Selasa 13 Oct 2020 13:02 WIB

Warga Suku Minta PBB Hentikan Gusuran Paksa Pemerintah Saudi

Suku Al-Hwaitat menyebut mereka menjadi korban gusur paksa proyek NEOM Saudi

Rep: Fergi Nadira/ Red: Christiyaningsih
Bendera Arab Saudi. Suku Al-Hwaitat menyebut mereka menjadi korban gusur paksa proyek NEOM oleh pemerintah Arab Saudi. Ilustrasi.
Foto: Eurosport
Bendera Arab Saudi. Suku Al-Hwaitat menyebut mereka menjadi korban gusur paksa proyek NEOM oleh pemerintah Arab Saudi. Ilustrasi.

REPUBLIKA.CO.ID, RIYADH - Sebuah suku terkemuka di Arab Saudi telah meminta bantuan PBB untuk melestarikan kehadiran mereka di tanah leluhur di Saudi. Pasalnya pihak berwenang Saudi terus menekan suku itu untuk hengkang dari wilayah yang akan dibangun proyek kota besar NEOM yang terkenal di barat laut Kerajaan di pantai Laut Merah.

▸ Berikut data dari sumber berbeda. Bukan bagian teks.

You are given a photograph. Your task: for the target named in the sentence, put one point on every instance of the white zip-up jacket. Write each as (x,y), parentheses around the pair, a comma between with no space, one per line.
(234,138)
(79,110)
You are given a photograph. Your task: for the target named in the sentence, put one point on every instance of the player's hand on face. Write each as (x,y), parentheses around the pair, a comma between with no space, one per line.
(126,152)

Dilansir laman Middle East Monitor (MEMO), para pemimpin suku Al-Hwaitat meminta organisasi internasional tersebut untuk menyelidiki penggusuran paksa dan penyalahgunaan anggota suku oleh otoritas Saudi. Perwakilan suku yang berbasis di London, Alya Alhwaiti, mengatakan banding diajukan akhir bulan lalu setelah 13 anggota suku tersebut ditangkap dan diculik oleh pasukan keamanan Saudi.

Baca Juga

Teman dan kerabat tidak tahu di mana anggota suku itu, termasuk aktivis Suleiman Mohammed Al-Taqique Al-Hwaiti, ditahan. Dua anggota suku lainnya ditangkap pada 1 Oktober ketika mereka melewati Universitas Fahad Bin Sultan. Mereka dilaporkan karena mengkritik pemerintah Saudi dan proyek mega-city-nya secara online.

"Yang kami inginkan adalah dunia mendukung kami dalam kasus kami," ujar Alhwaiti dikutip MEMO, Selasa (13/10).

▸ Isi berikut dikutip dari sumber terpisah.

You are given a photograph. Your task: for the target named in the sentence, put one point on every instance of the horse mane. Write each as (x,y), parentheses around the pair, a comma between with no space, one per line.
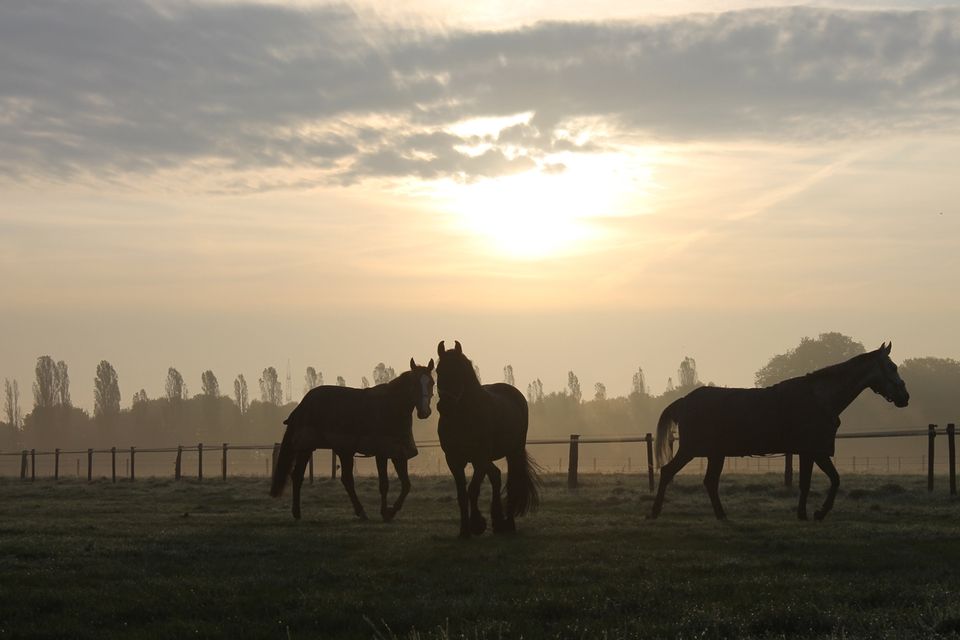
(840,367)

"Kami minta PBB untuk menunjukkan kepada mereka bagaimana rezim Mohammed Bin Salman melecehkan rakyat, membuat takut rakyat," ujarnya menambahkan.

Selama dua tahun terakhir, pemerintah Saudi telah merencanakan pembangunan mega-city NEOM-nya. Proyek kota futuristik ini diharapkan akan menarik banyak perusahaan dan investasi dari seluruh dunia, serta menjadi pusat kemajuan teknologi.

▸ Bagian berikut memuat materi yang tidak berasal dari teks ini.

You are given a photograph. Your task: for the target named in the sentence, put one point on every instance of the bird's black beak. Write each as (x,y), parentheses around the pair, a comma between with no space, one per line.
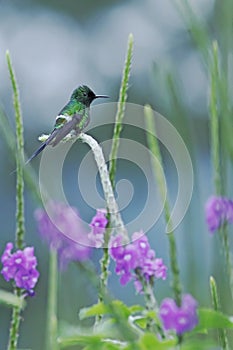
(101,96)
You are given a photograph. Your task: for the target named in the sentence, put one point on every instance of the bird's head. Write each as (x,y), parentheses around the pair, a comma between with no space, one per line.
(85,95)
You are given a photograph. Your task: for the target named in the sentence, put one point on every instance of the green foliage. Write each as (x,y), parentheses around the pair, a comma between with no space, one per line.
(11,299)
(120,111)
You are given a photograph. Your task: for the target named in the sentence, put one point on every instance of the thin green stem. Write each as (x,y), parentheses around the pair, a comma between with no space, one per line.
(52,335)
(20,228)
(216,305)
(15,323)
(116,222)
(214,106)
(112,207)
(214,119)
(159,176)
(120,111)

Namun dalam persiapannya, badan-badan keamanan pemerintah semakin menggunakan kekerasan untuk mengusir anggota suku Al-Hwaitat yang menolak pindah bahkan setelah ditawarkan kompensasi kepada mereka.

Ketegangan diperburuk ketika seorang pemimpin suku, Abdul Rahim Al-Hwaiti, ditembak dan dibunuh oleh otoritas Saudi ketika dia menolak untuk mengosongkan rumahnya saat mengunggah video daring yang mengkritik pemindahan paksa. Salah satu pengacara yang mengajukan permintaan ke PBB, Rodney Dixon QC, mengatakan bahwa kebijakan pengungsian Kerajaan adalah "pelanggaran" terhadap Deklarasi Hak Asasi Manusia PBB.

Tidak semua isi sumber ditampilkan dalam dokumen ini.